With the US and UK economies heating up interest rate rises have become inevitable and the questions are when and by how much, not if.
In continental Europe and China however, economic performance is far from stellar and in the case of the former, unprecedented monetary measures are on the cards in the form of quantative easing carried out from a single central bank across multiple independent sovereign debt issuers.
Given all this what should fixed income investors do? According to Rathbones fixed income manager Bryn Jones taking duration down a notch is the order of the day.
“The divergence between the US and UK on one hand and mainland Europe and China on the other reminds me of the old Levis advert with two horses pulling a pair of jeans in opposite directions,” he said. “In that case the jeans do not split however it’s a fallacy and the jeans will rip apart in reality,” he added.
“This is potentially very dangerous for fixed income markets so we are reducing duration in our portfolios,” Jones continued. “We are cutting back on long-dated Gilts and putting them into T-bills and floating rate notes,” he added.

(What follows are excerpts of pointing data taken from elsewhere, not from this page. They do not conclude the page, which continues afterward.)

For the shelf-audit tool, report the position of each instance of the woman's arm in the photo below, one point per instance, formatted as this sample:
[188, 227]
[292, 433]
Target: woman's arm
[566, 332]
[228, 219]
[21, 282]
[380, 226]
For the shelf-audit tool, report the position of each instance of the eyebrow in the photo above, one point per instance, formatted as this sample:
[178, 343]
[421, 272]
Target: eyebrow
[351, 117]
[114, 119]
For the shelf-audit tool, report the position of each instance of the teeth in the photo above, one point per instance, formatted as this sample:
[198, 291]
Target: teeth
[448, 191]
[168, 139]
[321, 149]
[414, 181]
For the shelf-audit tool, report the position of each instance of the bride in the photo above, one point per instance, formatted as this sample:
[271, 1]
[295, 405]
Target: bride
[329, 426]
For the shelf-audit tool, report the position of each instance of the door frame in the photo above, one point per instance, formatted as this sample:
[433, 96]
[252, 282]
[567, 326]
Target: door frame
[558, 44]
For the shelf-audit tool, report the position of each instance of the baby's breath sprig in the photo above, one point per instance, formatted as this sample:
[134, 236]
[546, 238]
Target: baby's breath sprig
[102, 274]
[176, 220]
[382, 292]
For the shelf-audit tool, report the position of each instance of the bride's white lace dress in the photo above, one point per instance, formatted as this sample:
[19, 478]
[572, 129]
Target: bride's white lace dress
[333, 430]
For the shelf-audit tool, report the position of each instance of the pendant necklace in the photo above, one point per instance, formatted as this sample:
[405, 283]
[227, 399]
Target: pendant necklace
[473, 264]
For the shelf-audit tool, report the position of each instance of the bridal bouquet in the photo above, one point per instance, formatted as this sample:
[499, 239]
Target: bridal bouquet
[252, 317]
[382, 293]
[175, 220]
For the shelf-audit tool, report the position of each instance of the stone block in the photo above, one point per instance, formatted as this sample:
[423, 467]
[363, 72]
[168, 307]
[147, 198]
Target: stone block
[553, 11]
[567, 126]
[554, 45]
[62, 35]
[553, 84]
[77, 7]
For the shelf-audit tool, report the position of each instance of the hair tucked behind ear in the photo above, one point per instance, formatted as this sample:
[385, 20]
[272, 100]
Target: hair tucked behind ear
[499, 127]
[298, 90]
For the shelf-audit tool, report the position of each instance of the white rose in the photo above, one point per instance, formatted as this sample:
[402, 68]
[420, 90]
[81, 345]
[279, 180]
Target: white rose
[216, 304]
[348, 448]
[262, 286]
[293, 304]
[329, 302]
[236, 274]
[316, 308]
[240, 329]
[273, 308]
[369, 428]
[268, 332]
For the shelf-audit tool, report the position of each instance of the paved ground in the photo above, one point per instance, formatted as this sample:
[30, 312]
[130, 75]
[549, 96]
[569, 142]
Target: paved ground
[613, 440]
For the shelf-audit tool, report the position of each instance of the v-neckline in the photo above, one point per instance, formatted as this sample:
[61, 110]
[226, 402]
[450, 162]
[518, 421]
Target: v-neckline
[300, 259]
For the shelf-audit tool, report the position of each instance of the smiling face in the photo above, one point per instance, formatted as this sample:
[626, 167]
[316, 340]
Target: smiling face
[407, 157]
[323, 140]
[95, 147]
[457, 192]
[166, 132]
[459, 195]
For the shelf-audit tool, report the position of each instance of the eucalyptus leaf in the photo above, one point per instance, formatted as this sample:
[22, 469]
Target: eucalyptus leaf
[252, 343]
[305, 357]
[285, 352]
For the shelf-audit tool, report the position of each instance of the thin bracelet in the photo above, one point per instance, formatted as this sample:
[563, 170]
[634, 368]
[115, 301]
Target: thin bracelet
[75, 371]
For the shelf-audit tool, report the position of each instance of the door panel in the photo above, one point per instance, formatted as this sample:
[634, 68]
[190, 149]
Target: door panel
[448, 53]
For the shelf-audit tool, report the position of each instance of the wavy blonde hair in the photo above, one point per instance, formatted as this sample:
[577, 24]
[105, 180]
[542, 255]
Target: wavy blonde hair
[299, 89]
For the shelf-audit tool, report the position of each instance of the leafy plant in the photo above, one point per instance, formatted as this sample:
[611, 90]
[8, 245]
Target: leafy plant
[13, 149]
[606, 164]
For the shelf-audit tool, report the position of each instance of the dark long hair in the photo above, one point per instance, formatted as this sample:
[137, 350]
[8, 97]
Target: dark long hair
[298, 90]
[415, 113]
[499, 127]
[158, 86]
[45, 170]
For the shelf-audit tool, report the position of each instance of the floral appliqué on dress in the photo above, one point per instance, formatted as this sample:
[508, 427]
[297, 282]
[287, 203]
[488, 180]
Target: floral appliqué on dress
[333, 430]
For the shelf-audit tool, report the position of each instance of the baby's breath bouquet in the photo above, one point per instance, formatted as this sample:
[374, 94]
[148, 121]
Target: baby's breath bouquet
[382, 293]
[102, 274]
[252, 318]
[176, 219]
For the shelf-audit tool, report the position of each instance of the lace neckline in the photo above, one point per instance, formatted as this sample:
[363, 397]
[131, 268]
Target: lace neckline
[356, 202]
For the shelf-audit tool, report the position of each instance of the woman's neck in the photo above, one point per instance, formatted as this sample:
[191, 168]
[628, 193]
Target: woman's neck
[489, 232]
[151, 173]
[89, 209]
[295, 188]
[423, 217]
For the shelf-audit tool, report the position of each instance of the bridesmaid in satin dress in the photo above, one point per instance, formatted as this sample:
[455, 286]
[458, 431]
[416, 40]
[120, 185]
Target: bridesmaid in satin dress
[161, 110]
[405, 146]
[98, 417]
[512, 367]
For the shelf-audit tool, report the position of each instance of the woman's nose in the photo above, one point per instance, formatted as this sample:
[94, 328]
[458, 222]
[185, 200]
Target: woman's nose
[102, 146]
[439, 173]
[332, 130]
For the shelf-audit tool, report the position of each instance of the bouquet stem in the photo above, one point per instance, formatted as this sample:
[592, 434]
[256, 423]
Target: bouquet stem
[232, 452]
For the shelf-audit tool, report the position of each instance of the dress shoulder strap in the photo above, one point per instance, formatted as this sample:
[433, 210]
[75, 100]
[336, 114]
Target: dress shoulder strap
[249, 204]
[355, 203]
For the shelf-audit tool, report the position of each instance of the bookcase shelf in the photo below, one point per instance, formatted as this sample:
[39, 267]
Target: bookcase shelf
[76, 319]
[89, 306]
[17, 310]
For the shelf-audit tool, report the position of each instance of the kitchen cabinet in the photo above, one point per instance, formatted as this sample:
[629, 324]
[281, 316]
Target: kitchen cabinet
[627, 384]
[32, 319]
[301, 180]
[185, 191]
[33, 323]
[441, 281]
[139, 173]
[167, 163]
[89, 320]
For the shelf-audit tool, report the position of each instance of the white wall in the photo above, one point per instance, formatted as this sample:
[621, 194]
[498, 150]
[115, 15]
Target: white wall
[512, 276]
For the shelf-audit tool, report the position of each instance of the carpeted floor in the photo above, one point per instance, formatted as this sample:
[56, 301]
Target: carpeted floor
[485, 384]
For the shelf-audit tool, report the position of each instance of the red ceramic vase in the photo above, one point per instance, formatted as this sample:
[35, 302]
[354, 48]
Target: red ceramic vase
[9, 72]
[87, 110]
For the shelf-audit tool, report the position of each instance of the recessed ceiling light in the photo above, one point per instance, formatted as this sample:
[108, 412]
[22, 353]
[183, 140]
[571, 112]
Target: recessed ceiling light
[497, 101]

Jones said that he considers the Gilt market very overpriced relative to the risk around at the moment with T- bills a better option. He is also reducing exposure to non-UK banks and placing a greater emphasis on in-house credit research to help him tackle the markets. “You need to be sure that you only buy assets which you can hold a long time if you have to due to the lack of liquidity in markets,” Jones noted.
He is not the only one who sees FRN’s as a good way for investors to add protection to portfolios. Last week M&G Investments announced the launch of a new fund specifically targeting a high exposure to FRN’s as a hedge against rising interest rates in the US and UK.
J.P. Morgan Asset Management’s global market strategist Kerry Craig describes the present conditions in world fixed income markets as ‘fear and loathing.’ In reference to the Hunter S Thomson novel.
“In the book, nothing is as it seems, which has odd parallels with how the bond market has performed this year, going against many investors’ expectations,” Craig said. “[There is] fear over what might happen to the bond market if yields on government bonds continue to decline in the face of stronger economies in both the UK and US, and investors loathing that they may have missed out on this seemingly unexpected rally,” he added.